HivemunkCrawler

HivemunkCrawler is the web crawler operated by hivemunk. It visits publicly available beekeeping-related business websites to help build a directory and product index for beekeeping supplies. The purpose of the crawler is to help beekeepers find equipment, compare availability and prices across sellers, and discover beekeeping supply businesses they may not already know about. HivemunkCrawler is focused on beekeeping businesses and beekeeping equipment. It is not a general-purpose web crawler.

User agent

HivemunkCrawler identifies itself with the following user agent:

HivemunkCrawler/1.0 (+https://hivemunk.com/crawler)

The URL in the user agent points to this page so website owners can understand why the crawler visited their site and how to contact hivemunk.

Why HivemunkCrawler visits websites

HivemunkCrawler visits websites for a few related purposes:

Business discovery
To identify businesses that may be relevant to beekeepers, including beekeeping supply stores, honey producers, farm stores, beekeeper associations, and related organizations.
Business verification
To determine whether a discovered website is actually relevant to beekeeping, whether it sells physical products, and whether it appears to be a business that should be included in the hivemunk directory.
Directory building
To collect limited business-level information such as website URL, business type, public address, and general product focus.
Product indexing
When crawling appears to be allowed, to collect limited product-level information from beekeeping supply websites so beekeepers can search and compare products across sellers.

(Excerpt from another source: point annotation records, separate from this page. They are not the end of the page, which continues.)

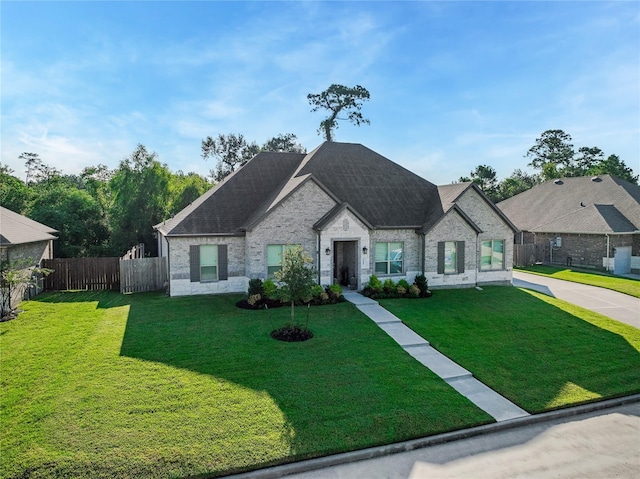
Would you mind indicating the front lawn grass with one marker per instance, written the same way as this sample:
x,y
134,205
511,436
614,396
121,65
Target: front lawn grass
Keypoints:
x,y
540,352
98,384
616,283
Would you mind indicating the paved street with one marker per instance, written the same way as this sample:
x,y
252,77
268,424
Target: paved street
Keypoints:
x,y
602,444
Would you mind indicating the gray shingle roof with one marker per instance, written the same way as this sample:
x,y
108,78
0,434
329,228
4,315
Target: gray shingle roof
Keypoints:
x,y
381,192
225,208
18,229
599,205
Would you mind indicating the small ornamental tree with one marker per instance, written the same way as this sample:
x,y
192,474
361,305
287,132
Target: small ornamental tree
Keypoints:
x,y
15,278
297,277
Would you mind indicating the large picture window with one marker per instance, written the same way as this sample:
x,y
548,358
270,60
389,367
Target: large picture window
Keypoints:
x,y
389,258
209,262
275,252
450,257
492,255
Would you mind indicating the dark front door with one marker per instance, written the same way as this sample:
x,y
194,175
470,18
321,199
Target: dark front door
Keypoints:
x,y
345,263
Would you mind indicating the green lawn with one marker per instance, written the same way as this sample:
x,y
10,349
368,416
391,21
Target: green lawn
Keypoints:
x,y
616,283
98,384
540,352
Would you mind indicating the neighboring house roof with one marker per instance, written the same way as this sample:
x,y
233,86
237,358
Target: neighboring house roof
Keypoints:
x,y
18,229
380,192
585,205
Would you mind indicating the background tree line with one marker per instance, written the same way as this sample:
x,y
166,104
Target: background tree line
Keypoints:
x,y
553,156
103,212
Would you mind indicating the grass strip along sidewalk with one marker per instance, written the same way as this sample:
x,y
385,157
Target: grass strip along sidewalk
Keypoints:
x,y
540,352
616,283
98,384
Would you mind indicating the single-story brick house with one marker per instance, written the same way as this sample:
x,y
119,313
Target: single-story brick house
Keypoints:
x,y
24,240
355,212
583,221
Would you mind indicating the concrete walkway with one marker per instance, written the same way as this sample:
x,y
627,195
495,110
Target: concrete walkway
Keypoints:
x,y
500,408
618,306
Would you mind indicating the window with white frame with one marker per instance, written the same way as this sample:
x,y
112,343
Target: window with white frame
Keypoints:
x,y
208,262
389,258
491,255
450,257
275,253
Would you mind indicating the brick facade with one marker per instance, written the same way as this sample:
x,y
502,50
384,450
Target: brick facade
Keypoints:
x,y
292,222
28,253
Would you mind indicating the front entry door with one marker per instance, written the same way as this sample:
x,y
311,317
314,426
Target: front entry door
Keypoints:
x,y
345,264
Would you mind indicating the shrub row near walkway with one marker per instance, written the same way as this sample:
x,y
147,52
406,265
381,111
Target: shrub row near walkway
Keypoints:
x,y
377,289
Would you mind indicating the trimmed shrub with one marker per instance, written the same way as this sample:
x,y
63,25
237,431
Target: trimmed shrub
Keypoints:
x,y
270,290
413,292
389,286
256,287
421,283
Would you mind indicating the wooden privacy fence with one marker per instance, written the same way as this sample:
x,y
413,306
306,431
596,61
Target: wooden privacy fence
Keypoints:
x,y
82,273
142,274
128,276
528,254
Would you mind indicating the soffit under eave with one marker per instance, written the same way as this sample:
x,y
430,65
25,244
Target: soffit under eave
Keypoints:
x,y
428,227
334,212
256,219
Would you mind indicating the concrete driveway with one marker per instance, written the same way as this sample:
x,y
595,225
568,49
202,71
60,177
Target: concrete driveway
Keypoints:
x,y
618,306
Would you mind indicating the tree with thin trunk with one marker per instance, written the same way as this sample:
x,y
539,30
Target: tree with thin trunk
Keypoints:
x,y
297,277
338,99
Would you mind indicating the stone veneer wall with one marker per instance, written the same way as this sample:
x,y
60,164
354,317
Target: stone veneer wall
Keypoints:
x,y
34,253
179,275
291,222
345,227
454,228
412,244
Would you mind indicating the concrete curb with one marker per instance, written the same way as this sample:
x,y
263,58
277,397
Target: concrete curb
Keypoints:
x,y
405,446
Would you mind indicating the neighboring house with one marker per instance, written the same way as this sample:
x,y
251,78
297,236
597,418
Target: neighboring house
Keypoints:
x,y
23,240
584,221
353,211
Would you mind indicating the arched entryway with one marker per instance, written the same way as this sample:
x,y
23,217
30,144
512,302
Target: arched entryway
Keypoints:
x,y
345,264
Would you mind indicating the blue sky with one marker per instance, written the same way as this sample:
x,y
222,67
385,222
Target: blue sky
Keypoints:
x,y
453,84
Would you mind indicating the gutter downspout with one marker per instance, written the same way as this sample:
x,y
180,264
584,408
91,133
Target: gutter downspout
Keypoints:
x,y
168,269
319,258
478,257
423,253
607,268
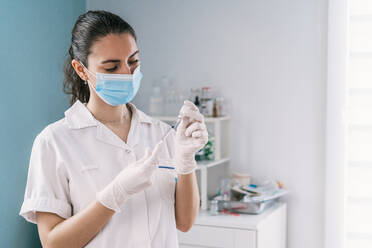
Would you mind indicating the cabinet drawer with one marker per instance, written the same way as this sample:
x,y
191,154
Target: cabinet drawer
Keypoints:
x,y
217,237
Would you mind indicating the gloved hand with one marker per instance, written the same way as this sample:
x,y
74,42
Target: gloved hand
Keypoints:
x,y
133,179
191,136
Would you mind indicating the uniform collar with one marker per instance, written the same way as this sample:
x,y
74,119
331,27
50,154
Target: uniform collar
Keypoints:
x,y
78,116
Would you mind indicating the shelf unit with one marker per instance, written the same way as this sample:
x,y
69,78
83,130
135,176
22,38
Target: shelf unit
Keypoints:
x,y
219,156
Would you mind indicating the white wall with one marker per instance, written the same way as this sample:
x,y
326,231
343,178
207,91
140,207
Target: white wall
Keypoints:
x,y
269,58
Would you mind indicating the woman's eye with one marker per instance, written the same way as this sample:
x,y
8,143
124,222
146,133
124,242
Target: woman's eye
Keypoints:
x,y
111,69
133,62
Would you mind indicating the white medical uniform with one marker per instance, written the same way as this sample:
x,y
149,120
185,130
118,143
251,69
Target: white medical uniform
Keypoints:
x,y
75,157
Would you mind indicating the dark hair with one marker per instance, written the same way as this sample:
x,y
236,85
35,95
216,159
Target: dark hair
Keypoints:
x,y
88,28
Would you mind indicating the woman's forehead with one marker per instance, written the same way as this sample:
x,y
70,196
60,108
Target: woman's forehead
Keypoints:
x,y
113,46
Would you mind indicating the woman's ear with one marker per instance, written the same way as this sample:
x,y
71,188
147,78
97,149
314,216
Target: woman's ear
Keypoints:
x,y
79,69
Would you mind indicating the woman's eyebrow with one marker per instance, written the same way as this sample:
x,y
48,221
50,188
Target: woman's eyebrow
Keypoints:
x,y
134,54
118,60
110,61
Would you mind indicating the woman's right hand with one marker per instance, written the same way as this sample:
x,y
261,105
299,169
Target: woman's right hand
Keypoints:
x,y
133,179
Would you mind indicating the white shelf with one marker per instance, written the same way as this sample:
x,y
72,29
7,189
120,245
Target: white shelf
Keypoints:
x,y
220,157
208,164
206,119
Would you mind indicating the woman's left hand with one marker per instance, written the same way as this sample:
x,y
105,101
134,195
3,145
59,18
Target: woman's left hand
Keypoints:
x,y
191,136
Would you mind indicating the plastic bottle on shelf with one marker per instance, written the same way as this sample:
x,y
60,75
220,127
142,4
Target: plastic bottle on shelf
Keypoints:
x,y
206,102
156,101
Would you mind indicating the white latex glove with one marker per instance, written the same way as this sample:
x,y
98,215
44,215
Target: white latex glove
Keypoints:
x,y
191,136
133,179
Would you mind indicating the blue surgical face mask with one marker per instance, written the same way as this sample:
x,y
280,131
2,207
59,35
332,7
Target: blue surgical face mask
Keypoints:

How websites are discovered

Candidate websites may be discovered from public sources such as:

Search engines
Public map and business listing results
Supplier directories
Beekeeping association pages
Public business websites
Other publicly available references

A website being discovered does not automatically mean it will be added to the hivemunk directory or product index. Candidate websites are reviewed by automated checks first.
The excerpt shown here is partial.